My Smart Phone…

So Dan just bought himself a “Hero”…nope, not a sandwich like I originally thought, but a cell phone. It’s supposed to do everything you could ever hope for and more. So far I’ve been pretty unimpressed by its functionality and performance and, in thus observing what I’ve been told is the end all be all of cell phones, I’ve decided I’m going to design and launch my own, truly “smart”, phone. Here’s what she’ll have to offer:

Everyone raves and raves about tab browsing and touch sensory movement on the new and sparkly cell phones. YAWN. On my phone, I would be able not only to access the Internet, send and receive emails, and look up the latest on my buddy Kanye West, but I could actually teleport myself into whatever picture I was looking at and talk face to face with the featured celebrity and/or president. I could also employ the phone’s “Invisibility Mode” that would allow me to go undetected into the CNN news room and slap Nancy Grace across the face. Oh, your phone can’t teleport and make you invisible? LAME.
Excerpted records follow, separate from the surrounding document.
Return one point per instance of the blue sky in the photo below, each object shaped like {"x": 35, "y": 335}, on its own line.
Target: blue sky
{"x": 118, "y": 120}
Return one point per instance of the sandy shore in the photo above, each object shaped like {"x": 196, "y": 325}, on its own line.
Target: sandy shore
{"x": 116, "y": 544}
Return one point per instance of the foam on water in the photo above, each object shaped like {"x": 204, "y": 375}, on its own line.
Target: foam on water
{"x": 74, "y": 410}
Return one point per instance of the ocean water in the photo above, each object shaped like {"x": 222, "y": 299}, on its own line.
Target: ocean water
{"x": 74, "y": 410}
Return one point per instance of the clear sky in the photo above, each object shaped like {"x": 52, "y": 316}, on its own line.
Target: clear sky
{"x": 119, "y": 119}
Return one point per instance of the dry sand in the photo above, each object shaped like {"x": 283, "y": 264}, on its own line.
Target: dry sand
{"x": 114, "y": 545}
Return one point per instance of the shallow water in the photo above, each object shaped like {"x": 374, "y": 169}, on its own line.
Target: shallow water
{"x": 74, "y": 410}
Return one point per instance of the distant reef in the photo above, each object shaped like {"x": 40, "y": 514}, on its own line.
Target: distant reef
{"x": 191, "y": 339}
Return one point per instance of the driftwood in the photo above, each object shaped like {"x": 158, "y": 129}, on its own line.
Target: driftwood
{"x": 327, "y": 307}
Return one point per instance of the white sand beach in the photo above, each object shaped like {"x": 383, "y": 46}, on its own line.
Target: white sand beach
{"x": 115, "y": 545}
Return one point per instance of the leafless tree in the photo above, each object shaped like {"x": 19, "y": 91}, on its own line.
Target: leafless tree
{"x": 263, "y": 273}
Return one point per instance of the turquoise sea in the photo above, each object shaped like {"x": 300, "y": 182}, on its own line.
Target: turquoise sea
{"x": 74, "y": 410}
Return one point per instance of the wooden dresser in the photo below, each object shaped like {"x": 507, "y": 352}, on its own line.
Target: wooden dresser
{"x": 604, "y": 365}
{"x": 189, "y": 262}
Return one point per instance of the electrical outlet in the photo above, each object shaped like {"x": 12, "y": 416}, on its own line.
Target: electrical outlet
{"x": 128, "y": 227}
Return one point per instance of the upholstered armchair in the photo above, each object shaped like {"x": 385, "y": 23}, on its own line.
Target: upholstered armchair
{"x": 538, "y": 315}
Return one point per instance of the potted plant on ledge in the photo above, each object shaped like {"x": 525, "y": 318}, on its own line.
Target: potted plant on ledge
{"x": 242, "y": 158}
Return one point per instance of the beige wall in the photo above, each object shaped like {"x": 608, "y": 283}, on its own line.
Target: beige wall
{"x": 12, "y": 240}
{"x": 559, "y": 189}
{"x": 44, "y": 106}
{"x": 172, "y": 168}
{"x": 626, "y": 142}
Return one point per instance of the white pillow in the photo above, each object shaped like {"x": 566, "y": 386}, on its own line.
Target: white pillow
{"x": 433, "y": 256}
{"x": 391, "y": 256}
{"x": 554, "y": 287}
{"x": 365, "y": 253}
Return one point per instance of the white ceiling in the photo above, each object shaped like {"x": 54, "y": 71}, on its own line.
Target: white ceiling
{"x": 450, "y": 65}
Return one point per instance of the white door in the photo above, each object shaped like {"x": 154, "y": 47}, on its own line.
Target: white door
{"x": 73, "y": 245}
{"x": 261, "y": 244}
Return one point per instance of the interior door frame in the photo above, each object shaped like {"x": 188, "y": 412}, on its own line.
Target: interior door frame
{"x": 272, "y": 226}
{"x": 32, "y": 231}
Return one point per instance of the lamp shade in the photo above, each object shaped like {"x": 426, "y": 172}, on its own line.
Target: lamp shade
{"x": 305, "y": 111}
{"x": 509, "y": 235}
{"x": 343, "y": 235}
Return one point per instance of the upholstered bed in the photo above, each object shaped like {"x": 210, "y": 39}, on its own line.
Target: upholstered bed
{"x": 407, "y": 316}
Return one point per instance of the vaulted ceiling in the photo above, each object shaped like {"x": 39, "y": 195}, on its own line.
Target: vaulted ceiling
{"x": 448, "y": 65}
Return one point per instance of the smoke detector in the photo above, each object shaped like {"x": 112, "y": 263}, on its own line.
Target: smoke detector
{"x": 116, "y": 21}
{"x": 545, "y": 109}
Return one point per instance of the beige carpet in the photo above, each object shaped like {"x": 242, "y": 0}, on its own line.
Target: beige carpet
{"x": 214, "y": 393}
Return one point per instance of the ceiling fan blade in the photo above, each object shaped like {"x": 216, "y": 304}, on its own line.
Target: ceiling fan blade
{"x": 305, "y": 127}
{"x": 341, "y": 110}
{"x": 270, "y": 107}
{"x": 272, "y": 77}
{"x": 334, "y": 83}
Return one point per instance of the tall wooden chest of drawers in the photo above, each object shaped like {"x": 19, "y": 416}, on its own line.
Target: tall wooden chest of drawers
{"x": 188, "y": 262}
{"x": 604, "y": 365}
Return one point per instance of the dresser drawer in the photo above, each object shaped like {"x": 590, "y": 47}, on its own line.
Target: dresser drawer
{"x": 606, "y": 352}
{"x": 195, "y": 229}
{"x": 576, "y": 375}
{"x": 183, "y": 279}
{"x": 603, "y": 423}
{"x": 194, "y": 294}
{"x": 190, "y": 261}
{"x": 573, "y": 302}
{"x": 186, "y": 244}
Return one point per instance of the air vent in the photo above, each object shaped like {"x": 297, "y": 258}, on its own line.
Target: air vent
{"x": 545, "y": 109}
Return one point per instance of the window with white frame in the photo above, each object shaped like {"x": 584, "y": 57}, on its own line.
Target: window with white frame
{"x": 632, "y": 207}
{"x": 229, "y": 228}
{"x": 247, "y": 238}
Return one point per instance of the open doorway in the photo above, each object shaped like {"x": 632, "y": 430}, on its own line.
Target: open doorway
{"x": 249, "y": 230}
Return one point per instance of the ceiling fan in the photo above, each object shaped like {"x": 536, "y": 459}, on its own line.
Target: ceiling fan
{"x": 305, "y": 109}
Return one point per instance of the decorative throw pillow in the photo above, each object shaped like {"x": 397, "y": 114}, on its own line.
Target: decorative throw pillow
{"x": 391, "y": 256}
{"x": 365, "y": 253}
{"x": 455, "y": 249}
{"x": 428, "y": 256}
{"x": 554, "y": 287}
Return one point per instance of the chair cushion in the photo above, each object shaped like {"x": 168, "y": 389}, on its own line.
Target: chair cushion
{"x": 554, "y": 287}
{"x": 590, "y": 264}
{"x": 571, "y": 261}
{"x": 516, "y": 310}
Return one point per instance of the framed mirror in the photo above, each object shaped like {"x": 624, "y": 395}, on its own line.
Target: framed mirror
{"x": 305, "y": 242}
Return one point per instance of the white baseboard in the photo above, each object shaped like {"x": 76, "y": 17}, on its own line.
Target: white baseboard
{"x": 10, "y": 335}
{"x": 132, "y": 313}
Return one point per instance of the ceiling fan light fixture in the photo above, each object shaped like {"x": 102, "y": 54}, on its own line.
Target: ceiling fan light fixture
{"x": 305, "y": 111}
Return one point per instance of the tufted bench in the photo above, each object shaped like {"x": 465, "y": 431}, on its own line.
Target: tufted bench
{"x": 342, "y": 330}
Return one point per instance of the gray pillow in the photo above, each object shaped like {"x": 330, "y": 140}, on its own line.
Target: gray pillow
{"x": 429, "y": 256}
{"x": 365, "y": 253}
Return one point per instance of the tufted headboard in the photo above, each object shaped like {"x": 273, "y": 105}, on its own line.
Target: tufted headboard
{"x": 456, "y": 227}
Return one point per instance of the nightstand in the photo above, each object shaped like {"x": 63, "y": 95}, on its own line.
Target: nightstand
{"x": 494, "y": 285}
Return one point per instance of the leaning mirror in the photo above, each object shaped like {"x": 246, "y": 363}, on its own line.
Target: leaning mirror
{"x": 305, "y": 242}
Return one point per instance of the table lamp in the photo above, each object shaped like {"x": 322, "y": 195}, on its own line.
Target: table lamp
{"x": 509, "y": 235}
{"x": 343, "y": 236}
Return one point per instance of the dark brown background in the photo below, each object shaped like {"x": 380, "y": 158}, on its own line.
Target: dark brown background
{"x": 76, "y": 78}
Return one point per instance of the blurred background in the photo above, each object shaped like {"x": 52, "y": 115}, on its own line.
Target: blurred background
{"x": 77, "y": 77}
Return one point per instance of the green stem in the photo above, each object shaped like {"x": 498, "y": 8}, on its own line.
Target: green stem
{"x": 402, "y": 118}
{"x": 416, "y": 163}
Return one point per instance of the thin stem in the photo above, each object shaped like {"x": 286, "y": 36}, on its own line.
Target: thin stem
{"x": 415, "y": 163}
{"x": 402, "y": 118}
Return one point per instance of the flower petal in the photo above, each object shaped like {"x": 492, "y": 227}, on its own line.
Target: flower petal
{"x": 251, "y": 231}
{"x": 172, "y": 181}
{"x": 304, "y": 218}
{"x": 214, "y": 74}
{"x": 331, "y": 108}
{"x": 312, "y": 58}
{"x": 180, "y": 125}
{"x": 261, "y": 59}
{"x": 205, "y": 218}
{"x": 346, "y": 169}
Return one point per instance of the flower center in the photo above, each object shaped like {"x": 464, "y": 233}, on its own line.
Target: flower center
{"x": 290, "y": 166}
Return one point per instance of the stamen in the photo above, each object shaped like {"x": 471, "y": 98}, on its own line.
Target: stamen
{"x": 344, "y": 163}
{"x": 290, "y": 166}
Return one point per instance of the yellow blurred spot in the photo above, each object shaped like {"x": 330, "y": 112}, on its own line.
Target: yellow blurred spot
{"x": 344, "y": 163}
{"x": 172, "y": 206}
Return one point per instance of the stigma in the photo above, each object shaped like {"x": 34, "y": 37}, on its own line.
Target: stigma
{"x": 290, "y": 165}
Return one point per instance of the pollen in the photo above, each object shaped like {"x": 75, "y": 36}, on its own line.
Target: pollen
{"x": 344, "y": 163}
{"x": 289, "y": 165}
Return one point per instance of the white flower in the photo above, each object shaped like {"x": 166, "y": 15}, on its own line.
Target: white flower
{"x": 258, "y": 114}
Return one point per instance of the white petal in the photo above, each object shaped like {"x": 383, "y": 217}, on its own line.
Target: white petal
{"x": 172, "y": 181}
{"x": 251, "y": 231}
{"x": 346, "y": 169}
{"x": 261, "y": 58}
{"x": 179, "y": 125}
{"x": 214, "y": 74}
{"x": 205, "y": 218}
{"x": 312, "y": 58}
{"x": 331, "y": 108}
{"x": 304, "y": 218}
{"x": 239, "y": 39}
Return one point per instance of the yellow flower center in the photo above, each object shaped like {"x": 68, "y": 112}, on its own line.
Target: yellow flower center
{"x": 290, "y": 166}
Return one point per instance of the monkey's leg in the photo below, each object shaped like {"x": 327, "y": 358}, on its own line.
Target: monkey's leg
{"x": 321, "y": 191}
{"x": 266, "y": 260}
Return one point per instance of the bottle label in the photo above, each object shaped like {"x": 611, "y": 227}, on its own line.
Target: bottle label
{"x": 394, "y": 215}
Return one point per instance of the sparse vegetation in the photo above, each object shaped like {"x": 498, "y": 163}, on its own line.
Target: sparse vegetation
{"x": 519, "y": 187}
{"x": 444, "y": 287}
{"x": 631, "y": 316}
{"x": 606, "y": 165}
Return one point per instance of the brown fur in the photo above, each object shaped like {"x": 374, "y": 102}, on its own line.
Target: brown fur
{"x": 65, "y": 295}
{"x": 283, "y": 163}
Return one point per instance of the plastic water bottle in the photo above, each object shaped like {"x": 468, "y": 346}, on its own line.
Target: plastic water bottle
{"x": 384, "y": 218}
Secondly, my phone would be able to talk. Like Night Boat, or Teddy Ruxbin. And I don’t just mean talk like a stupid anamatronic  dog from the 80s that sounds like Stephen Hawking or some crap like that. I mean I could have whole conversations with my little device and it could answer back. Example:

me: “Smart Phone-who do you think will win the gold in pole vaulting at the next Olympics?”

SP: “Why, you of course oh Great Master of the Universe.”

me: “And who will win the next Nobel Prize in the fields of both Astrophysical Astronomy and World Peace?”

SP: “Again, you Master.”

That’s how I see my conversations going with my little friend the Smart Phone.

My last design involves a never ending supply of hot food. That’s right. My phone can cook. And serve. And clean up. At the push of a button Mr. Smarty Phone Pants (I think that’s what I’ll call it; MSPP) can make me a hot steak and potato dinner, serve it up on fine silver, and then dispose of the dishes in the blink of an eye. Blink Blink. It can cook fish, pasta, rice, and yes, of course, burritos.

So…I think my phone is totally going to pwn all of the other n00bs. Your phones will all look like sissy little girls trying out for the Sissy Little Girl of the Year Award when my MSPP come out. So you might as well just throw them away now.

One Response to “My Smart Phone…”

  1. EchoSchmecko Says:

    Roby? Could you please add a go-to-work-for-you ap and a disintegrate-loud-obnoxious-neighbors ap? Oh – and for the Los Angelenos, a parking-space-locator, and rude-parking-space-hog-annihilator ap would be amazing. Thanks.